Earnhardt’s death was shocking, devastating and traumatic to all. His death however exposed flaws within the safety of the stock cars and its accessories. After rumors of the seatbelts within the car being a main reason why the injury was sustained, Bill Simpson, former race car driver and founder of Simpson’s Safety Performance Products, left NASCAR since his company manufactured and produced the seatbelts within the vehicle. Vehicle modifications made to stock cars at the time and also set the path for future safety features implemented today. Floods of memorials and celebrations of his life were held across the nation. Loved by many, Dale Earnhardt Sr. passing away was like losing a family member to many people. Till this day, fans still hold up three fingers on final laps of races in honor of the legend himself. Earnhardt was inducted into the International Motorsports Hall of Fame in 2006 and then the NASCAR Hall of Fame in 2010.


Dale Earnhardt Sr. lived, ate, breathed and died racing. It is what he was passionate about in life and loved doing.
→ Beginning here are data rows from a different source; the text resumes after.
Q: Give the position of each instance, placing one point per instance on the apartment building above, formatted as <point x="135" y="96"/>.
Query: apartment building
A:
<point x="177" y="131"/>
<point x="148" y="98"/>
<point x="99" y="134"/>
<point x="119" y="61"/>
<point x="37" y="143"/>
Hiding his insecurities about dropping out of school at a young age, racing was something Earnhardt felt smart about. It could be argued without the Intimidator, NASCAR would not be the global brand it is today. The story of him and his death however paints a much bigger picture. It is one about a father and son who loved and respected each other very much. They helped each other grow as fathers, men and as racers. Dale Earnhardt Sr. will always be remembered in the “Greatest of All Time” debate amongst racing fans. He should be remembered for being a father who did everything and anything in his power to make sure his children succeeded in life, even if that meant risking his own.